Yes! Many people believe they cannot own anything for a period of time after filing for bankruptcy. This is not true. You can keep your exempt property and anything you obtain after the bankruptcy is filed. However, if you receive an inheritance, a property settlement, or life insurance benefits within 180 days after filing for bankruptcy, that money or property may have to be paid to your creditors if the property or money is not exempt.

Sunday, November 2, 2008

What Will Happen To My Home and Car if I File Bankruptcy?

In most cases you will not lose your home or car during your bankruptcy case as long as your equity in the property is fully exempt. Even if your property is not fully exempt, you will be able to keep it, if you pay its non-exempt value to creditors in chapter 13.
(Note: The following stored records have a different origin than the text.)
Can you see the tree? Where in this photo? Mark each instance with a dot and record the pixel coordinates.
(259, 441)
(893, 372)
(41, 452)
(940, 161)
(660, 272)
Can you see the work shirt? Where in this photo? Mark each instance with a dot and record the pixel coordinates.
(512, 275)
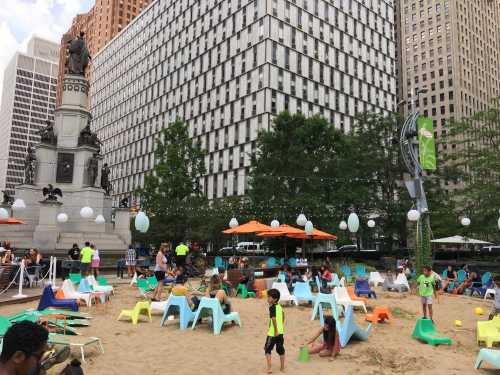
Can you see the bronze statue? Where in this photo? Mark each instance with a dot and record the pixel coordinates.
(93, 169)
(105, 183)
(30, 166)
(47, 134)
(7, 199)
(51, 192)
(79, 55)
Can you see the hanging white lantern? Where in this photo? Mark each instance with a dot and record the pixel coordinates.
(353, 222)
(4, 214)
(233, 223)
(86, 212)
(301, 220)
(100, 219)
(413, 215)
(141, 222)
(309, 228)
(19, 204)
(62, 218)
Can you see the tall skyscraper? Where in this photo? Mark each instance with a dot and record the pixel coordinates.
(227, 68)
(100, 24)
(28, 101)
(449, 58)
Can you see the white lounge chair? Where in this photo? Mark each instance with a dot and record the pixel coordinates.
(285, 295)
(70, 293)
(342, 297)
(375, 278)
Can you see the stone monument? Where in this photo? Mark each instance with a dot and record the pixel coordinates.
(64, 173)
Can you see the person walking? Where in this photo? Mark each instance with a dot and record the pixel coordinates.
(86, 259)
(180, 254)
(160, 269)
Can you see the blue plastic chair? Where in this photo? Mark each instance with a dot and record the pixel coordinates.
(84, 286)
(322, 300)
(185, 313)
(218, 316)
(48, 299)
(346, 270)
(361, 270)
(361, 287)
(302, 292)
(219, 262)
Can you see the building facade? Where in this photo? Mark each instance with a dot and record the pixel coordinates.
(450, 63)
(100, 24)
(28, 101)
(227, 68)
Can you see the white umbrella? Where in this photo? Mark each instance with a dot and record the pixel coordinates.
(460, 240)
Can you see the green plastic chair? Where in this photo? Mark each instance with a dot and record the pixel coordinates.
(140, 308)
(488, 355)
(75, 278)
(242, 289)
(426, 332)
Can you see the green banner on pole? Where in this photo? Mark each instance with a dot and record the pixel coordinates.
(427, 148)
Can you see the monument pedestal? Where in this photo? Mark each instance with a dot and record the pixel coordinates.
(46, 232)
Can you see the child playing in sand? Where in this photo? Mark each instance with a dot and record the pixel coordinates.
(330, 346)
(275, 331)
(425, 285)
(495, 309)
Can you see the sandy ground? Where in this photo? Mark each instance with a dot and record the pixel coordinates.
(149, 349)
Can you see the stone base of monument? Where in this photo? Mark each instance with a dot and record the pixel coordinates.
(68, 158)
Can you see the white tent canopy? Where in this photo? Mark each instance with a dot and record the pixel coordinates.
(460, 240)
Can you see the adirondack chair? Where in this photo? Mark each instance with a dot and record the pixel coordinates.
(218, 316)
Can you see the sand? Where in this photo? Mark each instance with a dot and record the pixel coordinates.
(149, 349)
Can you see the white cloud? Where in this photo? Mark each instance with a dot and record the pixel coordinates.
(20, 19)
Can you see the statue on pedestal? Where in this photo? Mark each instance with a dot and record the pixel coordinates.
(47, 134)
(93, 169)
(79, 55)
(30, 166)
(105, 183)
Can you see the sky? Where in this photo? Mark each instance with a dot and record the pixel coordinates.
(21, 19)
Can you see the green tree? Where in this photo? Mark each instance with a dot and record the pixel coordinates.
(472, 170)
(171, 196)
However, some of your creditors may have a "security interest" in your home, automobile or other personal property. This means that you gave that creditor a mortgage on the home or put your other property up as collateral for the debt. Bankruptcy does not make these security interests go away. If you don't make your payments on that debt, the creditor may be able to take and sell the home or the property, during or after the bankruptcy case.

There are several ways that you can keep collateral or mortgaged property after you file bankruptcy. You can agree to keep making your payments on the debt until it is paid in full. Or you can pay the creditor the amount that the property you want to keep is worth. In some cases involving fraud or other improper conduct by the creditor, you may be able to challenge the debt. If you put up your household goods as collateral for a loan (other than a loan to purchase the goods), you can usually keep your property without making any more payments on that debt.

Saturday, November 1, 2008

What Property Can I Keep?

In a chapter 7, you can keep all property that the law says is "exempt" from the claims of creditors. You can choose between your exemptions under your state law or under federal law.

In many cases, the federal exemptions are better.

Federal exemptions include:

- $20,200 in equity in your home;
- $3,225 in equity in your car;
- $525 per item in any household goods up to a total of $10,775
- $2,025 in things you need for your job (tools, books, etc.)
- $1,075 in any property, plus up to $10,125 of the unused exemption in your home;
- The right to receive certain benefits such as child support, alimony, social security, unemployment compensation, veteran's benefits, public assistance, and pensions.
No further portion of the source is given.